I loved the food in Spain but was in need of a fresh food fix.  Lots of good bread, lots of cheese, jam, and ham.  But I craved greens, a big salad or something fresh.  When we got to his house he asked what we wanted and apologized for not having anything in the house.  I told him I was easy and truthfully just wanted some carrots. He laughed and told me that Chris, his girlfriend, was my twin. She loves fresh food too. Not only does she have the same affinity for real food as I do, she is a fabulous cook.

Her mother had a big garden and would put up food for the winter like we do. One thing I learned was how she put up Swiss chard.  They would boil it with water, salt, and a little lemon and bottle it for the winter.  I had never thought of canning Swiss chard.

I have to say the best food in Spain was Chris’s fresh homemade food.  The good news is she shared her family recipes with me.

Here is a dinner that we ate with them:

A carrot, corn, salad (oh how happy I was to have a salad, you have no idea!), and an octopus salad — the first time I had ever eaten that. Skye even had a bite because it had purple on it.  Isaiah opted out of trying it.  We also had a typical Spanish tortilla of eggs, onions, and potatoes. It was so light and fluffy I had to know how to make it.  And of course cheese (the cheese we brought them), bread, and some awesome olives.
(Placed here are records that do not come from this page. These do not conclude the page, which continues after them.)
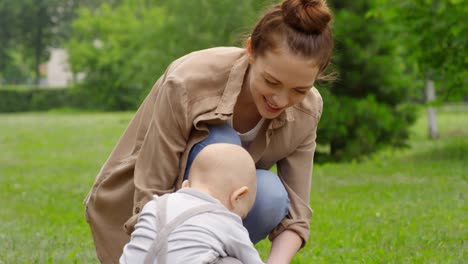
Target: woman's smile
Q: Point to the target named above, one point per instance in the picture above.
(271, 107)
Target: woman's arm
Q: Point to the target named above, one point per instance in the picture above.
(284, 247)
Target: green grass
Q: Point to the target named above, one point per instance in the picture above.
(398, 206)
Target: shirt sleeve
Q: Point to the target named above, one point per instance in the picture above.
(142, 237)
(157, 162)
(295, 172)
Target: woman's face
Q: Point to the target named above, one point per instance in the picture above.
(279, 79)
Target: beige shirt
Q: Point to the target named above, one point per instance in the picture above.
(198, 89)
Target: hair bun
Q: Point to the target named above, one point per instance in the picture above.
(308, 16)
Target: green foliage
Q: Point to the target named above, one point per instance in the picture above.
(123, 49)
(366, 108)
(434, 37)
(31, 98)
(354, 127)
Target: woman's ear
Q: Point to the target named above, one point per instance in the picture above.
(248, 46)
(185, 184)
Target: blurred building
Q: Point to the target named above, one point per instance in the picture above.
(57, 70)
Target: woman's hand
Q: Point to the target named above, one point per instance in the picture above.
(284, 247)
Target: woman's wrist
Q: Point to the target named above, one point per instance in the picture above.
(284, 247)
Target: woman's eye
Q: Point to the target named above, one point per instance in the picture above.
(301, 91)
(270, 82)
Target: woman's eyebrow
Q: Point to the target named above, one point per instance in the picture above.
(271, 77)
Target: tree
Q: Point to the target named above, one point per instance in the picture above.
(365, 109)
(435, 40)
(122, 49)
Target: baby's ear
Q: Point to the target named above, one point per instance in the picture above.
(238, 194)
(186, 184)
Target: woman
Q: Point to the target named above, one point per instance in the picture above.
(264, 93)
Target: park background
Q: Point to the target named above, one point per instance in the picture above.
(391, 169)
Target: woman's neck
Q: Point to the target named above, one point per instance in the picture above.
(246, 115)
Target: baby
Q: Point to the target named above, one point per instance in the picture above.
(202, 222)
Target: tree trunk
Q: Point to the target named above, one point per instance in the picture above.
(431, 113)
(38, 45)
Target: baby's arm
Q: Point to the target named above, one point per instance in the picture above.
(238, 245)
(142, 237)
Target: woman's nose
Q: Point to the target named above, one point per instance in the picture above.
(280, 100)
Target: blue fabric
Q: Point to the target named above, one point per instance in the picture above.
(272, 202)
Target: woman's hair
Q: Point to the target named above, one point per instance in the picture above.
(304, 25)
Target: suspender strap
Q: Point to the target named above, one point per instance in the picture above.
(158, 248)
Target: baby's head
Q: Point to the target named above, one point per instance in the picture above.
(227, 173)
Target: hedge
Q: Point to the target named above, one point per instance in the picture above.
(31, 98)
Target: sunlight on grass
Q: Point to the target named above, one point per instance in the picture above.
(397, 206)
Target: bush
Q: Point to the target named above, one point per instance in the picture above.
(31, 98)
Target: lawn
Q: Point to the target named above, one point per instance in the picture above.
(398, 206)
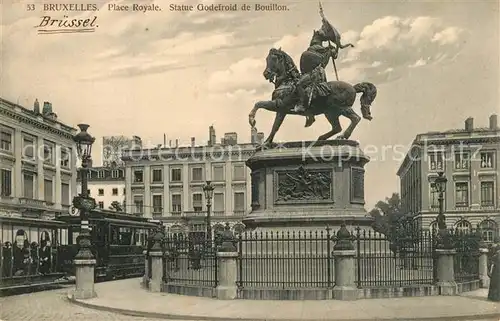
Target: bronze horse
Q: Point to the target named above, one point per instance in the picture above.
(282, 71)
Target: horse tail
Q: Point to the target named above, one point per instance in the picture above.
(369, 92)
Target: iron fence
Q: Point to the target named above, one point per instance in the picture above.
(400, 261)
(285, 260)
(190, 261)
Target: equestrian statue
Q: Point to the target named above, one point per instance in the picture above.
(308, 93)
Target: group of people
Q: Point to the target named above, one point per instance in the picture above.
(23, 258)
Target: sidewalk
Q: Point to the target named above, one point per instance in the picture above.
(127, 297)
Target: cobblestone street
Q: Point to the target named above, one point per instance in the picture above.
(53, 306)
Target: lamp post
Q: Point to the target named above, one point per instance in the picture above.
(439, 183)
(208, 189)
(83, 201)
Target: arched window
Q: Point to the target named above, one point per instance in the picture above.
(238, 228)
(489, 230)
(218, 228)
(463, 226)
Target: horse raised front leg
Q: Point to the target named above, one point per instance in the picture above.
(278, 120)
(354, 118)
(333, 119)
(265, 104)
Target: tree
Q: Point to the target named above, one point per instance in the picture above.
(387, 214)
(116, 206)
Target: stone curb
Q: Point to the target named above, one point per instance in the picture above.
(167, 316)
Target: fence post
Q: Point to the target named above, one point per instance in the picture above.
(227, 255)
(483, 267)
(145, 277)
(446, 271)
(156, 254)
(344, 253)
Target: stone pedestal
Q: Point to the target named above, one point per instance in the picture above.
(84, 279)
(156, 280)
(145, 277)
(227, 274)
(345, 286)
(307, 186)
(446, 272)
(483, 268)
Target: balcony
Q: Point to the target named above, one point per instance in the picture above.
(32, 203)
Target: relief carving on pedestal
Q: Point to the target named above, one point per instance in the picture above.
(357, 185)
(303, 185)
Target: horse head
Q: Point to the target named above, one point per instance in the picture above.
(275, 66)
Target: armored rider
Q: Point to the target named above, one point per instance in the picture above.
(313, 82)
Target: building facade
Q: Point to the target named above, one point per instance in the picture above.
(167, 183)
(469, 158)
(107, 186)
(37, 161)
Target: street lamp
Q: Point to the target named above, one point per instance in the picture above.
(83, 201)
(208, 189)
(439, 184)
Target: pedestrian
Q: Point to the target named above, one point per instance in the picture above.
(494, 274)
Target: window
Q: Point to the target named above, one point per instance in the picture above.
(48, 189)
(29, 185)
(157, 204)
(138, 176)
(176, 203)
(488, 230)
(6, 139)
(219, 202)
(48, 152)
(197, 202)
(461, 194)
(487, 194)
(218, 174)
(65, 157)
(239, 201)
(463, 226)
(157, 175)
(436, 161)
(487, 160)
(5, 182)
(138, 204)
(197, 174)
(434, 199)
(176, 175)
(462, 161)
(239, 173)
(65, 194)
(29, 147)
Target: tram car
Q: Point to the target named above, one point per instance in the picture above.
(29, 252)
(118, 242)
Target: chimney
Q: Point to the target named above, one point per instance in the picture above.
(469, 124)
(494, 122)
(36, 106)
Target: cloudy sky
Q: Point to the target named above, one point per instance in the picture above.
(435, 63)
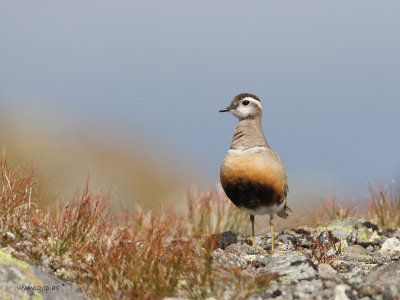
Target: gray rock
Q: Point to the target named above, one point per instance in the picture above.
(384, 280)
(340, 292)
(309, 286)
(294, 266)
(390, 247)
(326, 272)
(340, 234)
(223, 240)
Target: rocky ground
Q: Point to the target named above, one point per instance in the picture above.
(348, 259)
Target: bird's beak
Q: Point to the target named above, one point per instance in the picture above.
(225, 109)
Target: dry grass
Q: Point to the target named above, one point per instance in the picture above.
(135, 255)
(211, 212)
(333, 209)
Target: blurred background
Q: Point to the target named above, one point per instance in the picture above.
(129, 92)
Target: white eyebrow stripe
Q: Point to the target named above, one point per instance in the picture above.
(251, 99)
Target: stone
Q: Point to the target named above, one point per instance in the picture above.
(326, 272)
(223, 240)
(340, 292)
(383, 280)
(309, 286)
(340, 234)
(293, 266)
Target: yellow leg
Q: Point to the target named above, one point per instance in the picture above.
(252, 230)
(271, 225)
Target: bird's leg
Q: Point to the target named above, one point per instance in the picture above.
(252, 230)
(271, 225)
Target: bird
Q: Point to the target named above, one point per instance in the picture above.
(252, 175)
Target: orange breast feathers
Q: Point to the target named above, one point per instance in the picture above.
(263, 168)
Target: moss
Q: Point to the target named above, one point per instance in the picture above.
(6, 259)
(29, 278)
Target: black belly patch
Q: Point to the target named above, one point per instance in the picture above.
(251, 195)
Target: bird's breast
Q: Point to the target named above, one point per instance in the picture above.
(257, 174)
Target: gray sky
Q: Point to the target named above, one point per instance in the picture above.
(327, 73)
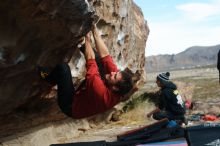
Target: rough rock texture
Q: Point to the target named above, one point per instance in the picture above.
(46, 32)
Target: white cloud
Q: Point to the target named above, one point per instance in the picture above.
(200, 11)
(174, 37)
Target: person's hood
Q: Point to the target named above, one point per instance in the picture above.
(170, 85)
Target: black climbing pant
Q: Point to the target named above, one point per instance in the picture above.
(166, 114)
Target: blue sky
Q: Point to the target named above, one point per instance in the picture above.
(176, 25)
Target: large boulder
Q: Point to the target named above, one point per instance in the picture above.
(47, 32)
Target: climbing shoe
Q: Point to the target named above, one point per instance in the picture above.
(42, 71)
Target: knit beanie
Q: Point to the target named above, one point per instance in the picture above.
(163, 77)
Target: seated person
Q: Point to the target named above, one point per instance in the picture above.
(171, 105)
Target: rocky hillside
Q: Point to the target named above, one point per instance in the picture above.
(195, 56)
(47, 32)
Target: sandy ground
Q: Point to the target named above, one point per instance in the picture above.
(83, 131)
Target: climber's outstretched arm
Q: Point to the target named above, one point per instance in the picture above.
(89, 53)
(100, 45)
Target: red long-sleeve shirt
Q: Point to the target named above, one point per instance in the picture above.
(95, 97)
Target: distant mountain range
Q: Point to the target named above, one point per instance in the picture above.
(195, 56)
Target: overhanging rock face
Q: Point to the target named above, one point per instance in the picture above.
(46, 32)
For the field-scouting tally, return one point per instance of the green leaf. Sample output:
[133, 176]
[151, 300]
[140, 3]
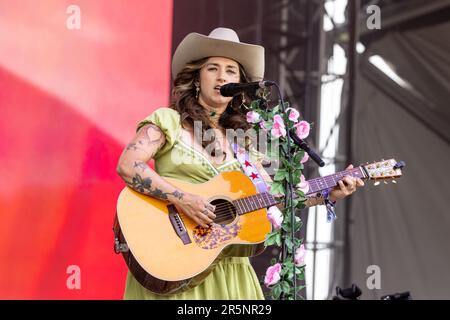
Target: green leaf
[277, 188]
[280, 175]
[276, 291]
[272, 238]
[285, 287]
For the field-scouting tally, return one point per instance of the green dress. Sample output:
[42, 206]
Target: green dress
[233, 277]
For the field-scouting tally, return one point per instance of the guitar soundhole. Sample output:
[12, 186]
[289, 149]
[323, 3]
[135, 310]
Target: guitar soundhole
[225, 211]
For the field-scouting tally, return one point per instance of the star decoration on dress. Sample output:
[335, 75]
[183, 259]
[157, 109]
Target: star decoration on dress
[253, 176]
[247, 164]
[241, 151]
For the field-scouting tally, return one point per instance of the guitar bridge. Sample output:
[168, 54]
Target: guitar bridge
[178, 224]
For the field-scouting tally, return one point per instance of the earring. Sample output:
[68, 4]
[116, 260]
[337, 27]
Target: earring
[197, 89]
[243, 102]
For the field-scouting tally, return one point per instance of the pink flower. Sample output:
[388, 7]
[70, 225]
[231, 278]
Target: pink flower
[262, 125]
[278, 128]
[305, 158]
[299, 257]
[272, 275]
[293, 114]
[302, 129]
[303, 185]
[275, 216]
[253, 117]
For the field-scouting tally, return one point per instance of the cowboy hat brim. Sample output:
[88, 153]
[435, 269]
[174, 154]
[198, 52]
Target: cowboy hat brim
[196, 46]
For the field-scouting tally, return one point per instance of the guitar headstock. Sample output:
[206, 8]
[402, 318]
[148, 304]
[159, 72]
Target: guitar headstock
[384, 170]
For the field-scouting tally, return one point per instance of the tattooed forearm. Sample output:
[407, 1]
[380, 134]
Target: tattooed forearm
[140, 165]
[144, 185]
[132, 146]
[177, 194]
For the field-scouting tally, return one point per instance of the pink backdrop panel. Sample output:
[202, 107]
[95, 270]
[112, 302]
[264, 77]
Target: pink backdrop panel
[69, 101]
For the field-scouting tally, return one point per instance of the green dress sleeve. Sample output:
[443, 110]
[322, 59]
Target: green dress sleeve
[168, 120]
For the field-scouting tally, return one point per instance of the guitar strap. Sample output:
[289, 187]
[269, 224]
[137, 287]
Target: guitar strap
[249, 168]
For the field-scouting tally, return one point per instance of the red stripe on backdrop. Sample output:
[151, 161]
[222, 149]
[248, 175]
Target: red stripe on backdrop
[69, 101]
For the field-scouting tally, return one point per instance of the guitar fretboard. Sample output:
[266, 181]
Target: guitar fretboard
[255, 202]
[330, 181]
[265, 199]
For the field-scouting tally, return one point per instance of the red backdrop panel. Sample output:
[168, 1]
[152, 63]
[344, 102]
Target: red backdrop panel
[69, 101]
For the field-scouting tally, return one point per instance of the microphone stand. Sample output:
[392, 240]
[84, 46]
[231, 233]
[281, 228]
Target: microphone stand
[288, 201]
[292, 137]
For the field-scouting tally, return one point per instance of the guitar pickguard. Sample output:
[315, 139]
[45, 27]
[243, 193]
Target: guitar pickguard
[216, 235]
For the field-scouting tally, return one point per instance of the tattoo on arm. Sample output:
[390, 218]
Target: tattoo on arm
[144, 185]
[177, 194]
[141, 165]
[132, 146]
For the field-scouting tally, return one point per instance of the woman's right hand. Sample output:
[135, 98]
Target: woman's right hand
[197, 208]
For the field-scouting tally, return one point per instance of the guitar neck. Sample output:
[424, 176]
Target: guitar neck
[265, 199]
[322, 183]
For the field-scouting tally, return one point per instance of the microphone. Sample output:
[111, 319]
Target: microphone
[232, 89]
[302, 144]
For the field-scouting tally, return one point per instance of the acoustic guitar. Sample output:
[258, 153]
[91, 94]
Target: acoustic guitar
[168, 253]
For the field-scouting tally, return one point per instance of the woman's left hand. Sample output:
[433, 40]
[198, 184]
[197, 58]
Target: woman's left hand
[345, 187]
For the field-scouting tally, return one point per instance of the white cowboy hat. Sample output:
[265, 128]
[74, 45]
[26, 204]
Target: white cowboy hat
[221, 42]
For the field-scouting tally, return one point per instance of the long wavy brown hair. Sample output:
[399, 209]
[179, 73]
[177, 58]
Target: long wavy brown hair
[187, 105]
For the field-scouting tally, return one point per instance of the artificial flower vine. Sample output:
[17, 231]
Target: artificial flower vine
[276, 122]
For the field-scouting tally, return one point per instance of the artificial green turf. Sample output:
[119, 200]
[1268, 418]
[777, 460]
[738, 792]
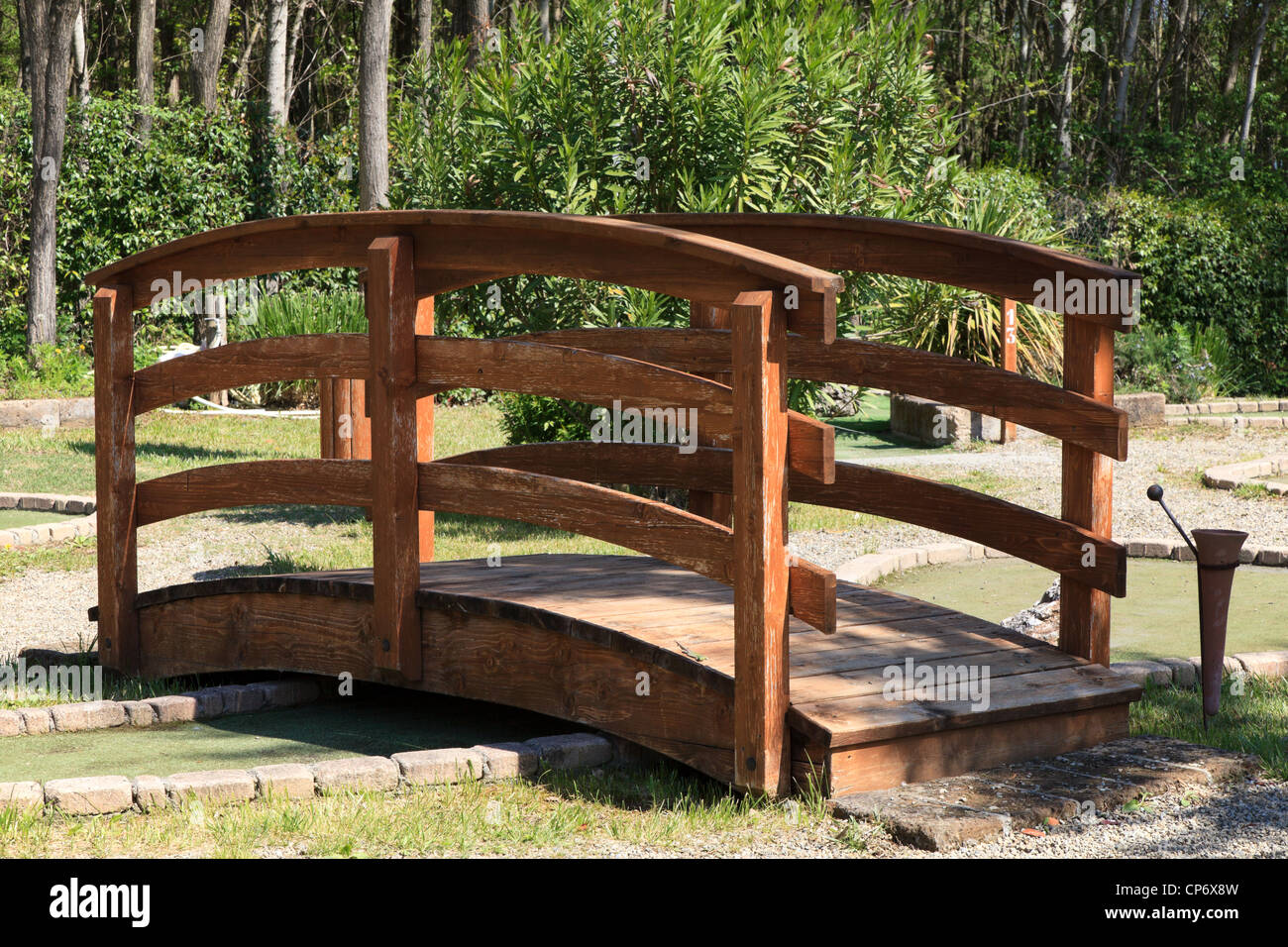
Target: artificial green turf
[1158, 617]
[385, 723]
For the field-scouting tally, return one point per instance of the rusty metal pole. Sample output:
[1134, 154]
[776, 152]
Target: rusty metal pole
[1216, 553]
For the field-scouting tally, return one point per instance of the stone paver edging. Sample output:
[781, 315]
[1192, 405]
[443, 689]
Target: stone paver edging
[196, 705]
[48, 532]
[99, 795]
[1234, 475]
[1167, 672]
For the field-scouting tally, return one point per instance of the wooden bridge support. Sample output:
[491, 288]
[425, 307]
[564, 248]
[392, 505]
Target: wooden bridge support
[390, 299]
[115, 478]
[760, 543]
[1087, 487]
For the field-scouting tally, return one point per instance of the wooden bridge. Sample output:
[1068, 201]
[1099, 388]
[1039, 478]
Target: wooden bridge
[716, 646]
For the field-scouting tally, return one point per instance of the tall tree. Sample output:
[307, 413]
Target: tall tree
[274, 60]
[48, 33]
[207, 54]
[145, 63]
[374, 106]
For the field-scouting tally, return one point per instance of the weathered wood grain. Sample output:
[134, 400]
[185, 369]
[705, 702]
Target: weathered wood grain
[115, 478]
[390, 299]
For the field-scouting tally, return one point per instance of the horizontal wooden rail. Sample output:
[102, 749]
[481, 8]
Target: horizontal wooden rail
[552, 501]
[980, 262]
[1061, 414]
[256, 363]
[597, 377]
[1000, 525]
[256, 483]
[464, 248]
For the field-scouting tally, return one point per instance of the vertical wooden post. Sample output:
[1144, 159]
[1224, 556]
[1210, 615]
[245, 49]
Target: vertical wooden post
[425, 431]
[1010, 356]
[1087, 487]
[715, 506]
[114, 472]
[760, 541]
[390, 296]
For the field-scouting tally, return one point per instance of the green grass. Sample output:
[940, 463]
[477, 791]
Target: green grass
[1253, 722]
[662, 808]
[1158, 617]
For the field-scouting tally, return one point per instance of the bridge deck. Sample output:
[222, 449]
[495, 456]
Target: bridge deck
[570, 635]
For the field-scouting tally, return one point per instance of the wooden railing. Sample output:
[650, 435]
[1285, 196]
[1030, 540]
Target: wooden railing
[733, 368]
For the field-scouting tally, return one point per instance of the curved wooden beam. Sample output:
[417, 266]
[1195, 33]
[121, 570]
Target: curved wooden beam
[979, 262]
[464, 248]
[1061, 414]
[597, 377]
[256, 363]
[996, 523]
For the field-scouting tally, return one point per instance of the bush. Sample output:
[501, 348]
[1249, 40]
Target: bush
[1206, 262]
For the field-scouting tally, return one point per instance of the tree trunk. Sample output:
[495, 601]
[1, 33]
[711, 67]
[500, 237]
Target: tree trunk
[50, 29]
[1252, 75]
[81, 71]
[1128, 51]
[1064, 107]
[374, 106]
[209, 53]
[274, 60]
[145, 67]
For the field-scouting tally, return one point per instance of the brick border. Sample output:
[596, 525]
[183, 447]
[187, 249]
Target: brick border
[98, 795]
[194, 705]
[48, 532]
[1234, 475]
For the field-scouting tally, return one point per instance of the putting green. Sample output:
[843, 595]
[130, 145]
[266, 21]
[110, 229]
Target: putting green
[385, 722]
[1158, 617]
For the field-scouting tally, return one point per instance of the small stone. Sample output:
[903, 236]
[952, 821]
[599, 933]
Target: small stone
[283, 781]
[140, 712]
[37, 719]
[93, 715]
[174, 707]
[509, 761]
[213, 787]
[91, 795]
[572, 750]
[149, 792]
[441, 766]
[356, 774]
[21, 795]
[210, 702]
[1267, 664]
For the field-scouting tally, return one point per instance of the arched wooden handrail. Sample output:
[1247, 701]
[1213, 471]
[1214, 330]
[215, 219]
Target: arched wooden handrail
[1056, 411]
[980, 262]
[464, 248]
[1000, 525]
[254, 363]
[552, 501]
[599, 377]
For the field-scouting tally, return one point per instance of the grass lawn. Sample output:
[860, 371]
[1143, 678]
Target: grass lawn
[1158, 617]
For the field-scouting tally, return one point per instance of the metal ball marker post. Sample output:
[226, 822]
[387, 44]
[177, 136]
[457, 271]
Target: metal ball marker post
[1218, 556]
Luckily she shared her Spanish tortilla recipe:

Spanish Tortilla

  • 3 Yukon potatoes
  • 1/2 an onion (sweet is best)
  • 6 eggs
  • Salt
  • Olive oil
  1. Peel the potatoes and grate them.
  2. Dice the onion
  3. In a small to medium frying pan, fill the bottom with oil (you can do less if you want, I am just giving you the authentic recipe).  Fry the onion and potatoes until soft.  Make sure and season them with salt.
  4. Drain off the oil.  Turn up the heat to hot.
  5. Whip up the eggs in a separate bowl.
  6. Pour the eggs over the onions and potatoes.  Smooth out the mixture and the eggs so the tortilla is flat.
  7. Cook until it is mostly cooked through.  Put a plate on top that covers the whole tortilla and flip the tortilla on to it — careful this part can lead to disaster if you drop the tortilla.
  8. Put the tortilla back in the pan on the other side to cook it.  (Or my little trick to skip this precarious step is to pop it in the oven when it is almost cooked through and broil it on low until it is cooked through — watch it closely though because it cooks fast.)
Enjoy this super fast and traditional Spanish dinner—really yummy!